Die bitteren Erfahrungen der beiden letzten Bundestagswahlen haben deutlich gemacht, daß der vermeintlich sichere Sieg sich am Wahltag um 18.00 Uhr dann doch nicht einstellte. Deshalb gilt es, sich bis zuletzt für den Politikwechsel in Deutschland, der nur mit den Liberalen zu bewerkstelligen sein wird, nach Kräften einzusetzen und gerade auch die anderen davon zu überzeugen, daß das Wahlrecht in einer lebendigen, einer gelebten Demokratie die Wahlpflicht des freien Bürgers impliziert. Denn eines ist sicher: Die Sitze in den Parlamenten werden auf jeden Fall verteilt, und wenn man verhindern möchte, daß die „Falschen“ dort einziehen, muß man wählen gehen. Folgen Sie also bei der „Machtfrage“ ganz bewußt nicht dem prominenten „Spiegel“-Mann Gabor Steingart mit seinen „Ansichten eines Nichtwählers“. Unsere Demokratie lebt davon, daß sich der Bürger trotz Enttäuschungen kümmert und sich im politischen Diskurs engagiert.

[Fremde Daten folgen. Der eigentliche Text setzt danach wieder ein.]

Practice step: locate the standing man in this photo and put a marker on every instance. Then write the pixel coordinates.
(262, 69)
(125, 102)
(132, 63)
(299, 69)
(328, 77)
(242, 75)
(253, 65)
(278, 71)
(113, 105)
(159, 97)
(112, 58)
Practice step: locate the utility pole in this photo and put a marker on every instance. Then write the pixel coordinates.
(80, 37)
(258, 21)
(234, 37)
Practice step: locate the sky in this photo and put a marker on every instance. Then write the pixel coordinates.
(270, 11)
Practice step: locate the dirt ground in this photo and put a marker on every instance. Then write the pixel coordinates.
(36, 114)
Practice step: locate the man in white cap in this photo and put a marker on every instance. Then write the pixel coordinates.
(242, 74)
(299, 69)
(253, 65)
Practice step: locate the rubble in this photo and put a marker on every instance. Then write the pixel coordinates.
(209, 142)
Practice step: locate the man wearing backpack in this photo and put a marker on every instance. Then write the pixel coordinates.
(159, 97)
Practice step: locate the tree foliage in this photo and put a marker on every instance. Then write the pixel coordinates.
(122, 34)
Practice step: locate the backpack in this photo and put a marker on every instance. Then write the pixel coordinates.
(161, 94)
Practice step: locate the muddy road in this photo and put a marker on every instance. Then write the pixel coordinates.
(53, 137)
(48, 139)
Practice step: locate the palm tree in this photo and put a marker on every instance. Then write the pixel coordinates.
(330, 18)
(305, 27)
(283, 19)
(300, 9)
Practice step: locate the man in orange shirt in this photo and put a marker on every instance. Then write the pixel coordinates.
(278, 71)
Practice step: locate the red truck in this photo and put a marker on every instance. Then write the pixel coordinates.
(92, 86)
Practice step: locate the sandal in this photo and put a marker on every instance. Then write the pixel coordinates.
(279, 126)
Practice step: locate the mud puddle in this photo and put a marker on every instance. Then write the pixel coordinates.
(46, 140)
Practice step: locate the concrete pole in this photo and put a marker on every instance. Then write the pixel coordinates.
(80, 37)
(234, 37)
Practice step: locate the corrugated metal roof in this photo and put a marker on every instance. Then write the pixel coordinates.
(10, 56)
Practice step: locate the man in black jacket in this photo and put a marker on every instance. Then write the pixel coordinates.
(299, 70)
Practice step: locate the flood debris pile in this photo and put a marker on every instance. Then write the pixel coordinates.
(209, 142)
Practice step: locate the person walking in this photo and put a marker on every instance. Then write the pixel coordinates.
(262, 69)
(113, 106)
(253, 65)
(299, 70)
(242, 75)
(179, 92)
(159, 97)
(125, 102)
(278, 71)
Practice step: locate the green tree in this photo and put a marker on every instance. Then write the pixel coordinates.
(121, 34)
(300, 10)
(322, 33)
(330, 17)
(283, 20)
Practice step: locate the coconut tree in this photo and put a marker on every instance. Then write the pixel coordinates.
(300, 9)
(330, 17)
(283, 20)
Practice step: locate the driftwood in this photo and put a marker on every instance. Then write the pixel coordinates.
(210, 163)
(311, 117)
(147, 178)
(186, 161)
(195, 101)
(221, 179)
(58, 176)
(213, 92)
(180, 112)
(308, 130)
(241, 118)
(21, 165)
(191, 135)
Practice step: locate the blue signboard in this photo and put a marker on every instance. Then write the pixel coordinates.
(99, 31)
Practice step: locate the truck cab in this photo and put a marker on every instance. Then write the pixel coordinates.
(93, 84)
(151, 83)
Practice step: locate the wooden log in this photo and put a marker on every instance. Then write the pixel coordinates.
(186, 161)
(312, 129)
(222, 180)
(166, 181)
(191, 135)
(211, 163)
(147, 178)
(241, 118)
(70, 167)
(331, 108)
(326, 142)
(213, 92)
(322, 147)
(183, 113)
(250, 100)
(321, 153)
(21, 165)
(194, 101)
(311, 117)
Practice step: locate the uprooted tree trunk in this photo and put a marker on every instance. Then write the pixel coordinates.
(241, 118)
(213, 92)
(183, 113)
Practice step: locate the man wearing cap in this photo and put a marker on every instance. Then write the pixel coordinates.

An die fortdauernde Validität dieser Botschaft erinnern gerade in diesem Jahr eine Vielzahl von Jahres- und Gedenktagen: Kein Monat vergeht, ohne daß wir an nicht ein einschneidendes oder auch weltgeschichtliches Ereignis erinnert werden: Versailles, Weimar, der Ausbruch des 2. Weltkriegs, die Geburt der Bundesrepublik Deutschland, der Fall des Eisernen Vorhangs seien nur als einige herausragende Stichworte genannt. Gerade in diesen Tagen mahnt der 70. Jahrestag des sog. „Hitler-Stalin-Pakts“ und der Fall der Mauer vor 20 Jahren die Verpflichtung der heutigen Generation zur Erinnerung an, daß man sich nicht der Illusion hingeben darf, in der einzig denkbaren Wirklichkeit zu leben, nur weil die Konfrontationsgefahr marginal geworden erscheint. Für Liberale sollte das Wort Václav Havels „Wir wollen in der Wahrheit leben!“ als unverrückbarer Maßstab politischen Handelns gelten.

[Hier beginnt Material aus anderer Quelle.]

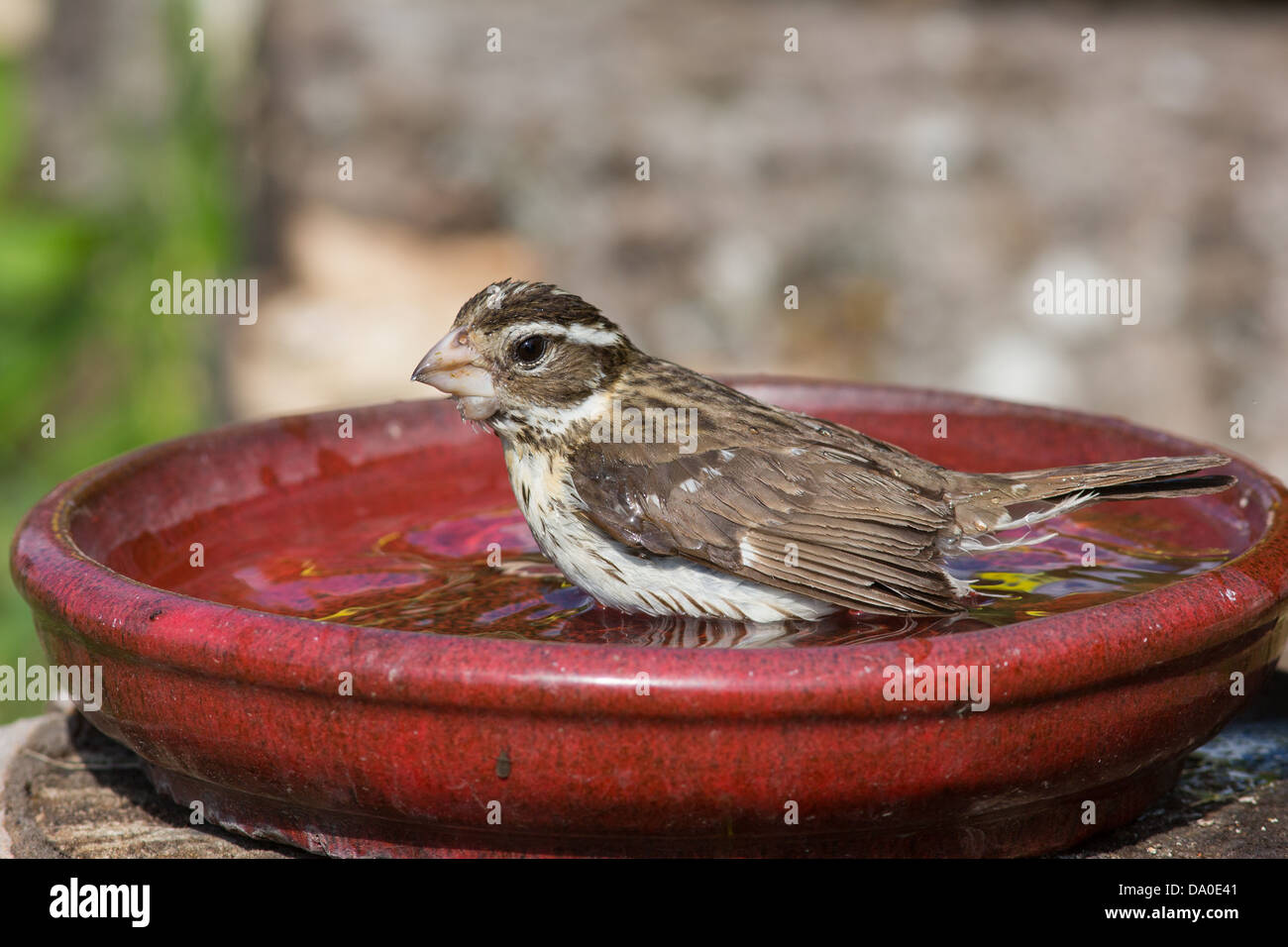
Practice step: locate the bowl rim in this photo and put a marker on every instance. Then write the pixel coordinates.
(1038, 659)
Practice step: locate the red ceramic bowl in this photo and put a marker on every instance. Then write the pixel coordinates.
(458, 744)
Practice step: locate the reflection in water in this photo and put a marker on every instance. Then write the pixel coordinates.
(430, 579)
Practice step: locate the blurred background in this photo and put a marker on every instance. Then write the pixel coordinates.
(767, 169)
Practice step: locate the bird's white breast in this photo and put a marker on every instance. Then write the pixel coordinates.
(618, 578)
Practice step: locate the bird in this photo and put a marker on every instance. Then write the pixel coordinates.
(661, 491)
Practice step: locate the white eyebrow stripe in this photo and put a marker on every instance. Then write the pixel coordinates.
(590, 335)
(585, 335)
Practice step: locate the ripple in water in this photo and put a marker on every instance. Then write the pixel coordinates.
(412, 579)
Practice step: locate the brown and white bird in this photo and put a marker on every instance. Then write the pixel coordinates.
(658, 489)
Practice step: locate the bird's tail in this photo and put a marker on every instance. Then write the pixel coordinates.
(991, 502)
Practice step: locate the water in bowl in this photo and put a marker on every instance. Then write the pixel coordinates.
(398, 574)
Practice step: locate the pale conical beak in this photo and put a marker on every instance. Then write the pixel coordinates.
(454, 367)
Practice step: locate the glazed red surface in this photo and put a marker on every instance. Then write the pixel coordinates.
(243, 707)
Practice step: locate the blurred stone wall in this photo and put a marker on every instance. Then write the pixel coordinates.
(771, 169)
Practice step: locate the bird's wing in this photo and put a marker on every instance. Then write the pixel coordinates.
(822, 515)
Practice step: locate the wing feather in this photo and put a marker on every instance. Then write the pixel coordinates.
(811, 517)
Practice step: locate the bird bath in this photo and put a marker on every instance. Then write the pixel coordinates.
(349, 644)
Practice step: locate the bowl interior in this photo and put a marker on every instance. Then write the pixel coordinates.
(402, 517)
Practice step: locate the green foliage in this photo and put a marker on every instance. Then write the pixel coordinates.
(77, 337)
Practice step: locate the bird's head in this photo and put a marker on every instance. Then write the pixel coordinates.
(527, 356)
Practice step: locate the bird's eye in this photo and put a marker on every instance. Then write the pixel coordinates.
(529, 350)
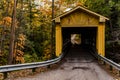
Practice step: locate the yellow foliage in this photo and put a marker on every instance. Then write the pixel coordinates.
(6, 21)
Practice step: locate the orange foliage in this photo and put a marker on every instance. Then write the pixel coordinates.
(6, 21)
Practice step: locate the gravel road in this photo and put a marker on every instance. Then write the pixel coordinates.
(78, 65)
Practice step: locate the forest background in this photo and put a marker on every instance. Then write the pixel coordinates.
(26, 28)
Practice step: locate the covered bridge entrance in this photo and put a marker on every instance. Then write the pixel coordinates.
(82, 21)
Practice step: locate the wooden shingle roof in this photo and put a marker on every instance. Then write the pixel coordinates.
(81, 8)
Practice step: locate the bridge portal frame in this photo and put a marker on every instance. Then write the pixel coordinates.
(80, 17)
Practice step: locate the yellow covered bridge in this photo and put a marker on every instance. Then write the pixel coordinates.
(80, 20)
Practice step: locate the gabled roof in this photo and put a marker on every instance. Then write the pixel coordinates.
(82, 8)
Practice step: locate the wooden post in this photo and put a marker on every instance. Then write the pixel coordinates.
(5, 75)
(33, 70)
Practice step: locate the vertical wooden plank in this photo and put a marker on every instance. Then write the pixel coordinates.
(58, 40)
(101, 39)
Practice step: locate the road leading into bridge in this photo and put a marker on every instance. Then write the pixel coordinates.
(78, 65)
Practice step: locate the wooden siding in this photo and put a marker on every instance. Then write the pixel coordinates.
(80, 18)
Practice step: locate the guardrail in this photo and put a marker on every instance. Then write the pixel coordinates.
(111, 63)
(9, 68)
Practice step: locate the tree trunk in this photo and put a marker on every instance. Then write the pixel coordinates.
(12, 35)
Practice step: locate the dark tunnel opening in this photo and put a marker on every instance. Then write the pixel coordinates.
(87, 37)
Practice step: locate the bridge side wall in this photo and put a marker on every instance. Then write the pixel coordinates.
(58, 39)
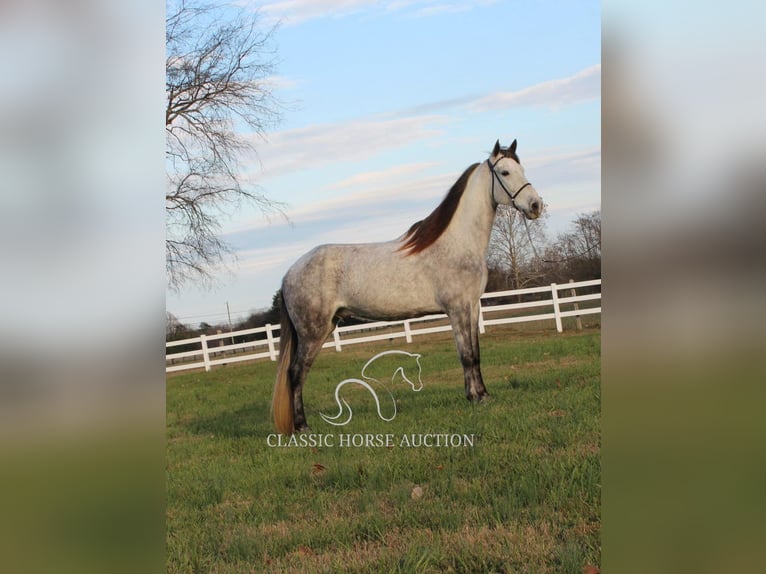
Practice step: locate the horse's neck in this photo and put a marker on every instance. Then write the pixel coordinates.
(472, 222)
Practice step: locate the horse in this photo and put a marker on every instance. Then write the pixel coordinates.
(437, 266)
(334, 420)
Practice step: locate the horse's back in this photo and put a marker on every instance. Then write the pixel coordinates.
(371, 280)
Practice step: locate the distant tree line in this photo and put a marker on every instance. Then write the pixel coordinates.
(518, 259)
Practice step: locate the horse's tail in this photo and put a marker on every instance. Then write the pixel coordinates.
(282, 402)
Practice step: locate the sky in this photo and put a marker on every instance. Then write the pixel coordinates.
(386, 103)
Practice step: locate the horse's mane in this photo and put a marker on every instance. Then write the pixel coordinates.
(424, 232)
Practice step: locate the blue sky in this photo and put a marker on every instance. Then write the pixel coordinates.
(389, 102)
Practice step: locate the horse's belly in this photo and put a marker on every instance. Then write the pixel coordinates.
(388, 293)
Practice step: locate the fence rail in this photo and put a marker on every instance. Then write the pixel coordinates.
(213, 349)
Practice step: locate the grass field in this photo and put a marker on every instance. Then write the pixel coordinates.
(524, 498)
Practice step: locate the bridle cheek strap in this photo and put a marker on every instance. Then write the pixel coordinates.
(513, 196)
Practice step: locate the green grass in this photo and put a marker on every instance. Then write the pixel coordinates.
(525, 498)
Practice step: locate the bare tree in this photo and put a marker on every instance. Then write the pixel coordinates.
(512, 249)
(578, 250)
(218, 64)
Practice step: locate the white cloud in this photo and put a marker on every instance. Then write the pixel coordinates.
(321, 144)
(293, 12)
(582, 87)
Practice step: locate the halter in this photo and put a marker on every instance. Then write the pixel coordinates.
(513, 196)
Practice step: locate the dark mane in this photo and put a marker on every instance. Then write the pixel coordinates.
(423, 233)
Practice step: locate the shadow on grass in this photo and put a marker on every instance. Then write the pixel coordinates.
(250, 420)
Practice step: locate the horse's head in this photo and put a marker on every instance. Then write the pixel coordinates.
(512, 186)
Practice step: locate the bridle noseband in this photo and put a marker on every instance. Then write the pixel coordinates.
(513, 196)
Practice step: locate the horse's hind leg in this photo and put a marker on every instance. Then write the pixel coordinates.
(309, 345)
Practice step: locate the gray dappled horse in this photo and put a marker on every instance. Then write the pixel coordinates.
(438, 265)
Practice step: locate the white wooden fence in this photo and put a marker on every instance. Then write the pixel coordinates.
(214, 349)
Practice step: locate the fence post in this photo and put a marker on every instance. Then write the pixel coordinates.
(336, 337)
(556, 308)
(205, 355)
(270, 339)
(578, 321)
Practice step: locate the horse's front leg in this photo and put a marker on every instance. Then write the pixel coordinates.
(465, 326)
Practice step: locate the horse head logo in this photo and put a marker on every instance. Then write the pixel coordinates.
(344, 407)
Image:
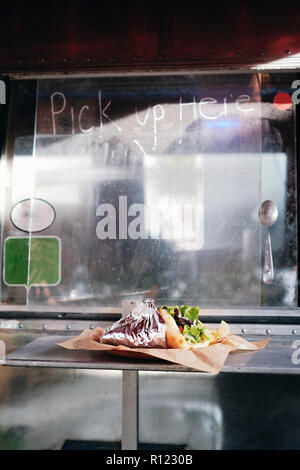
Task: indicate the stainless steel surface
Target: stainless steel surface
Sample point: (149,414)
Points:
(130,409)
(268,214)
(212,319)
(41,407)
(278,357)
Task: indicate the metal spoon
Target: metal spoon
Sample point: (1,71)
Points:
(268,214)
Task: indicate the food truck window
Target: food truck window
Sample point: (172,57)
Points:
(121,188)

Vor kurzem erreichte uns die traurige Nachricht, daß die Ikone der amerikanischen (Links)-Liberalen, Ted Kennedy, an den Folgen eines bösartigen Hirntumors im Kreis der Familie in Hyannisport verstorben ist. Die Bilder, wie er bis zuletzt und unter Aufbietung aller Kräfte seinen Pflichten als einer der einflußreichsten Senatoren im US-Senat nachkam, und von den Trauerfeierlichkeiten, die fast einem Staatsakt gleichkamen, rührten ans Herz. Dieser Patriarch der Demokratischen Partei, vielleicht der politisch talentierteste der Kennedy-Brüder, lehrte uns, daß „der Dienst an der Allgemeinheit kein Hobby, sondern eine Lebenseinstellung ist“. Die DGLI, in der Familie der Liberal International mit der Demokratischen Partei verbunden, trauert um diese große Persönlichkeit: Die weltweite Bewunderung für diesen „Senator der Senatoren“ lebt in unserer Erinnerung fort.

Eines der besonderen Anliegen Ted Kennedy’s war immer die Bildungspolitik. Und so ist es eine glückliche Fügung, daß der nächste Jahreskongreß der Liberal International, der vom 29. bis zum 31. Oktober 2009 in Kairo stattfinden wird, dem Thema „Education for the 21st Century” gewidmet ist und Hunderte von liberalen Politikern und Denkern am Nil versammeln wird. Ich möchte Sie auf die von unserem Vizepräsidenten Dr. Wolfgang Tischler organisierte Kongreßreise nach Kairo hinweisen und Sie herzlich dazu einladen, möglichst zahlreich dieses attraktive Angebot aufzugreifen und an diesem eminenten Ereignis der liberalen Welt-familie teilzunehmen. Zusätzliche Einzelheiten, insbesondere das Anmeldungsformular für den LI-Kongreß, finden Sie auf der Homepage www.liberal-international.org.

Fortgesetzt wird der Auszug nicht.